Oui. Si le dépôt a été effectué sans intention sérieuse d’usage, dans une logique de blocage ou de spéculation, cela peut caractériser une mauvaise foi et justifier l’annulation, sous réserve d’éléments factuels précis et concordants.
2. Peut-on invoquer un nom de domaine antérieur pour obtenir la nullité d’une marque ?
Oui, à condition de démontrer un usage antérieur effectif du nom de domaine dans la vie des affaires et un risque de confusion.

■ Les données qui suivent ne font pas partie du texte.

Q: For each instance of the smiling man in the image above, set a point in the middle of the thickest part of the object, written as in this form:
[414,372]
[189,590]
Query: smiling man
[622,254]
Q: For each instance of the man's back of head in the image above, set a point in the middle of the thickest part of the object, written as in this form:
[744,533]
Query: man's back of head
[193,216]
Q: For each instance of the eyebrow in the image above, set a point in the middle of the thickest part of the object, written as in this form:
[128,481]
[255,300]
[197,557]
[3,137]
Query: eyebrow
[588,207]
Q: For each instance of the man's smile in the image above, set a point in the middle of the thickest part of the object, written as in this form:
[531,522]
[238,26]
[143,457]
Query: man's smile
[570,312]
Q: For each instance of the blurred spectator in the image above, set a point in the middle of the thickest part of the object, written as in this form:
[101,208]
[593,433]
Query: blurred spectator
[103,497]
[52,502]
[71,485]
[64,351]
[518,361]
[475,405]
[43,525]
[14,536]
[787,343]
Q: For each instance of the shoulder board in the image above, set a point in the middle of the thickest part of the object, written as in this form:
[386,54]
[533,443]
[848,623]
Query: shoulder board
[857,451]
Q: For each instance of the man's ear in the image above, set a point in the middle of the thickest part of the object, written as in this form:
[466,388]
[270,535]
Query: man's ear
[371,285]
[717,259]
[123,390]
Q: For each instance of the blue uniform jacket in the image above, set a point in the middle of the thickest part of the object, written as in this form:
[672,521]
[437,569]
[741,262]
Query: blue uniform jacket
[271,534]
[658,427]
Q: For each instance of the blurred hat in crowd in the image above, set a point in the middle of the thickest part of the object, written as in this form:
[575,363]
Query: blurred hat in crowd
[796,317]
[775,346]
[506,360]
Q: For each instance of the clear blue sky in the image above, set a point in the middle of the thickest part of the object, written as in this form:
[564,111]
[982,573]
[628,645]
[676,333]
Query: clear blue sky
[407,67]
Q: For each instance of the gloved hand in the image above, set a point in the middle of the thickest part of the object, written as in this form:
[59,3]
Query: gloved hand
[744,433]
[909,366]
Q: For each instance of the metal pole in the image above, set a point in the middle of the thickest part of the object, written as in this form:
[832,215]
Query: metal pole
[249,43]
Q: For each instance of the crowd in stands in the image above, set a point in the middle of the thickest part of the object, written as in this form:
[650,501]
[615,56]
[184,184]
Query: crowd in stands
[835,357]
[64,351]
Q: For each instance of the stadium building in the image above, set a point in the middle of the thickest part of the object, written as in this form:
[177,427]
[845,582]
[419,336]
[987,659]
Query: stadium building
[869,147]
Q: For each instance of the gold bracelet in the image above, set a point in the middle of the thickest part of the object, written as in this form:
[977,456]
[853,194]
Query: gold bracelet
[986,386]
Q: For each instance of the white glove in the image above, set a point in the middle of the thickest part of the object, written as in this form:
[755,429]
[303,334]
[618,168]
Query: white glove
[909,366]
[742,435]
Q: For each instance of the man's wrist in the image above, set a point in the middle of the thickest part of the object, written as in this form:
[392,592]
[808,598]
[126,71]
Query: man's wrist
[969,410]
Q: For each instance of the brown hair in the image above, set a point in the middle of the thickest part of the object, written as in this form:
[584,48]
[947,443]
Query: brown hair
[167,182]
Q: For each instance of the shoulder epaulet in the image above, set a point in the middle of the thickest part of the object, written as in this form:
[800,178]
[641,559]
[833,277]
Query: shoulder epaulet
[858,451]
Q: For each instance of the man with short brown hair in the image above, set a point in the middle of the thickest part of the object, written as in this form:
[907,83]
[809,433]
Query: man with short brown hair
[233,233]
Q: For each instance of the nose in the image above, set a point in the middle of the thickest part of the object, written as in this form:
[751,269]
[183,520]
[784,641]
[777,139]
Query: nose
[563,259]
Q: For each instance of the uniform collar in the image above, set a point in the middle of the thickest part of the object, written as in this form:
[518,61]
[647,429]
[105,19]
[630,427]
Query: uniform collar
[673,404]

La simple réservation ne suffit pas : l’exploitation commerciale est déterminante.
3. Une marque faiblement distinctive peut-elle être annulée plusieurs années après son enregistrement ?
Oui, si son absence de distinctivité existait dès l’origine et n’a pas été compensée par un usage intensif conférant un caractère distinctif acquis. La preuve de cette distinctivité acquise incombe au titulaire.
4. Peut-on engager une action en nullité à titre défensif dans le cadre d’une action en contrefaçon ?
Absolument. La nullité constitue un moyen de défense stratégique fréquent : si la marque invoquée est annulée, l’action en contrefaçon devient juridiquement infondée.
5. La coexistence pacifique entre deux marques empêche-t-elle une action en nullité ?
Pas nécessairement. Toutefois, une tolérance prolongée et consciente de plus de cinq ans peut, dans certains cas, priver le titulaire du droit d’agir sur le fondement de droits antérieurs, sauf mauvaise foi du déposant.
Cette publication a pour objet de fournir des orientations générales au public et de mettre en lumière certaines problématiques. Elle n’a pas vocation à s’appliquer à des situations particulières ni à constituer un conseil juridique.